GB international rugby league footballer

Matthew James Dalton (c. 1963 – 2016) was an English professional rugby league footballer. He played at representative level for Great Britain (under-21s), and at club level for Hensingham ARLFC and Whitehaven R.L.F.C., as a , and he is a member of Whitehaven R.L.F.C. Immortals (Hall of Fame).

==Career==
Dalton was capped for Great Britain against France in 1986. His career ended due to Castleman’s syndrome . Later, he was diagnosed with Pyrin Associated Febrile Syndrome. Besides working at Starting Point, he was also working the switchboard and security at West Cumberland Hospital.
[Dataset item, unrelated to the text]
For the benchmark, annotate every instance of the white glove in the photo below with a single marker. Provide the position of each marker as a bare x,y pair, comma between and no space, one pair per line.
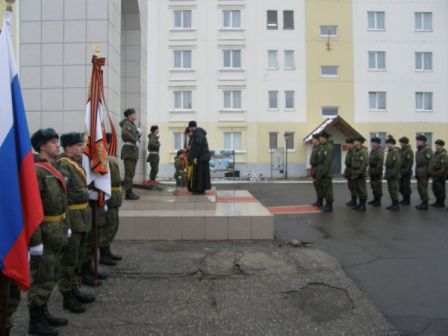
37,251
Dalton started his rugby league career at Amateur side Hensingham ARLFC with his brothers he signing for Whitehaven R.L.F.C. soon after.

==Death==
Dalton was found dead in Crow Park, Whitehaven on 8 November 2016, after people had been searching for him for two days. In a suicide note to his family, Dalton referenced the toll of both physical and mental health issues as well as having broken up with his on-and-off partner of ten years, Gail Lamb. At the time of his death, he was 53 years old.

Dalton was the father of two children and had four grandchildren. He was considered influential in setting up Starting Point in Whitehaven. He helped people there in the road to recovery from drug and alcohol problems.